Among the environmental exposure factors usually associated with acute Q fever, the only one specifically associated with our 10 patients was a rural way of life. Moreover, no specific clinical feature was observed in our patients, except the older mean age of patients in this study compared to that of the patients in our acute Q fever study and hepatic involvement. Since the distribution of clinical syndromes exhibited by the controls was similar to that of our series of 1,034 patients with acute Q fever, we are confident that the observed difference was not due to a recruitment bias. We observed previously that hepatic involvement is the major clinical feature of acute Q fever in France and that it occurs more frequently in sheep- and goat-breeding areas and in persons eating farm-made cheese, with the incidence of liver dysfunction usually being minimal (10). This was also the case in the present study, with 100% of patients and 65% of controls presenting with liver involvement and with a rural lifestyle being statistically more frequent among the patients. All 10 patients and 36 controls received antibiotics. All patients and 39 controls recovered without any sequellae. One control developed acute respiratory distress and died despite the fact that appropriate therapy was given.

It is of importance that 2 of the 10 patients had elevated anti-phase II antigen IgA titers as the only serological hallmark of acute Q fever in their acute-phase serum samples.
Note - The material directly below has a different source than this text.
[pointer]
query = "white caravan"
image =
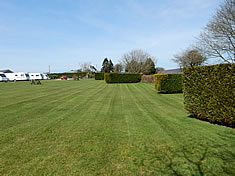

Both would probably have remained undiagnosed without our systematic testing for IgG, IgM, and IgA as the first step in diagnosing acute Q fever. Therefore, we believe that IgA testing should be included in the serological screening of patients with Q fever.

Although it has often been reported, Q fever remains a disease of which new aspects need to be described. Indeed, many chronic cases, such as endocarditis or infections of aneurysms or vascular grafts, remain undiagnosed, sometimes for years, and manifestations of acute Q fever are so polymorphic that its prevalence is probably underestimated. We therefore believe that although acute Q fever is usually diagnosed on the basis of the presence of IgM and/or IgG to phase II C. burnetii antigens and that IgA is occasionally (approximately 1% of cases) considered specific for chronic forms of the disease, acute Q fever may also be diagnosed on the basis of unusual antibody profiles characterized by elevated IgA titers and low IgG and IgM titers, particularly among older patients living in rural areas and presenting with hepatitis.